Li Daiqin appointed to editorial board of Behavioral Ecology.

Li Daiqin has just been appointed as an editor of Behavioral Ecology.

“Behavioral Ecology is the official journal of the International Society for Behavioral Ecology. Bringing together significant work on all aspects of the subject, Behavioral Ecology is broad-based and covers both empirical and theoretical approaches. Studies on the whole range of behaving organisms, including plants, invertebrates, vertebrates, and humans, are included.

Behavioral Ecology construes the field in its broadest sense to include 1) the use of ecological and evolutionary processes to explain the occurrence and adaptive significance of behavior patterns; 2) the use of behavioral processes to predict ecological patterns, and 3) empirical, comparative analyses relating behavior to the environment in which it occurs.”

“The phylogeny and evolution of host choice in the Hippoboscoidea (Diptera)”

A paper just out co-authored by Rudolf Meier and Sujatha Narayanan Kutty of the Evolutionary Biology Laboratory.

Petersen, F. T., R. Meier, S, N, Kutty & B. M. Wiegmann, 2007. The phylogeny and evolution of host choice in the Hippoboscoidea (Diptera) as reconstructed using four molecular markers. Molecular Phylogenetics and Evolution, 45: 111–122.

Meier’s new chapter in book: “Rensch’s rule in insects: patterns among and within species”

Rudolf Meier has co-authored a chapter in the new book on sexual size dimorphism.

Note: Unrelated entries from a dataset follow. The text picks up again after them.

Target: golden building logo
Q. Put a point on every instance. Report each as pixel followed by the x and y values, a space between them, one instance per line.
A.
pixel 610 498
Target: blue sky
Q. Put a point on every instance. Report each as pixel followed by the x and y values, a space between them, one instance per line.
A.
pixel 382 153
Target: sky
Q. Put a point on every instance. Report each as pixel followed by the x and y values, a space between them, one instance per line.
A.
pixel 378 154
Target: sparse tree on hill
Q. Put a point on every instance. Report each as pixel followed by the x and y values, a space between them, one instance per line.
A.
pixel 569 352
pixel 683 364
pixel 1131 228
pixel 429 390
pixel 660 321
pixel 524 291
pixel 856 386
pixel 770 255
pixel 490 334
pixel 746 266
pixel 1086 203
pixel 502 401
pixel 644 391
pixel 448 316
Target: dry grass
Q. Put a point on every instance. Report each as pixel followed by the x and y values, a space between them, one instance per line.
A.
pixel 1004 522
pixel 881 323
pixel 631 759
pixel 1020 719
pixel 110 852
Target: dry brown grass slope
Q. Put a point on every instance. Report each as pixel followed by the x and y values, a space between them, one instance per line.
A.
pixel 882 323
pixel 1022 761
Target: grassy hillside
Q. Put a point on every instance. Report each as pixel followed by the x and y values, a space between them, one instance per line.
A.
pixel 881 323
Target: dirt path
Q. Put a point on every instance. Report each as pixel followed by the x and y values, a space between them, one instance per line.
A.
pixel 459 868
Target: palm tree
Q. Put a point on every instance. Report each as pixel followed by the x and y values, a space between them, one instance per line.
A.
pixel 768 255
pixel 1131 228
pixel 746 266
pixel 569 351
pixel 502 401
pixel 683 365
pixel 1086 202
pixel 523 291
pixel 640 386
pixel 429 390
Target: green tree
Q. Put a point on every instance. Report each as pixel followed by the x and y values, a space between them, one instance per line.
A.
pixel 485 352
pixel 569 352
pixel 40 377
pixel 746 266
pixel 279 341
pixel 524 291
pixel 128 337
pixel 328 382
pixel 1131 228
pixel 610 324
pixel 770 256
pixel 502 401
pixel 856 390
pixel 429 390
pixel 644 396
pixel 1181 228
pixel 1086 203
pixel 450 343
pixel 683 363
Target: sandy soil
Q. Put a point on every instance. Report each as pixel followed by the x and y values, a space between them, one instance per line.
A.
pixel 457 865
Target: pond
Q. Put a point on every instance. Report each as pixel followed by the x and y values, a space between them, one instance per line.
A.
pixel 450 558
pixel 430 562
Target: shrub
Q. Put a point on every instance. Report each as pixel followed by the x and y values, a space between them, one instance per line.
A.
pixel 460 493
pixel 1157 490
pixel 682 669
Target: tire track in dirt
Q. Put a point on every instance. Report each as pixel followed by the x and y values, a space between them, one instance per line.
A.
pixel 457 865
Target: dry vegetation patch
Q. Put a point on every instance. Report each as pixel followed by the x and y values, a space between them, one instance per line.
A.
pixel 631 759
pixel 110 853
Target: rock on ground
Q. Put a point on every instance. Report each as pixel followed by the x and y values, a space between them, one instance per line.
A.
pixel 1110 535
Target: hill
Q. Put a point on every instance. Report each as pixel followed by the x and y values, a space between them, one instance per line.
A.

Blanckenhorn, W. U., R. Meier & T. Teder, 2007. Rensch’s rule in insects: patterns among and within species. In: Fairbairn, D. J., W. U. Blanckenhorn & T. Székely (eds.), Sex, Size and Gender Roles: Evolutionary Studies of Sexual Size Dimorphism. Oxford University Press.

Abstract – Rensch’s rule is a common pattern of allometry for sexual size dimorphism among animal species. This chapter evaluates Rensch’s rule in insects, using three levels of analysis. When comparisons are made among species, Rensch’s rule is not more common than that which would be expected by chance: it occurs in Diptera (flies) and Heteroptera (Gerridae; water striders), but not in other insect groups.

Comparisons among populations within species also show little evidence of Rensch’s rule, although when the populations were ordered by latitude, Rensch’s rule was more common than that which would be expected by chance. Within populations, body size tends to be more phenotypically plastic in females than in males, resulting in allometry opposite to Rensch’s rule. Data on scathophagid and sepsid flies show that patterns across the three levels of comparison do not correspond well.

Thus, in insects, neither the allometric patterns nor their causative processes can be generalized among taxa or among levels of analysis.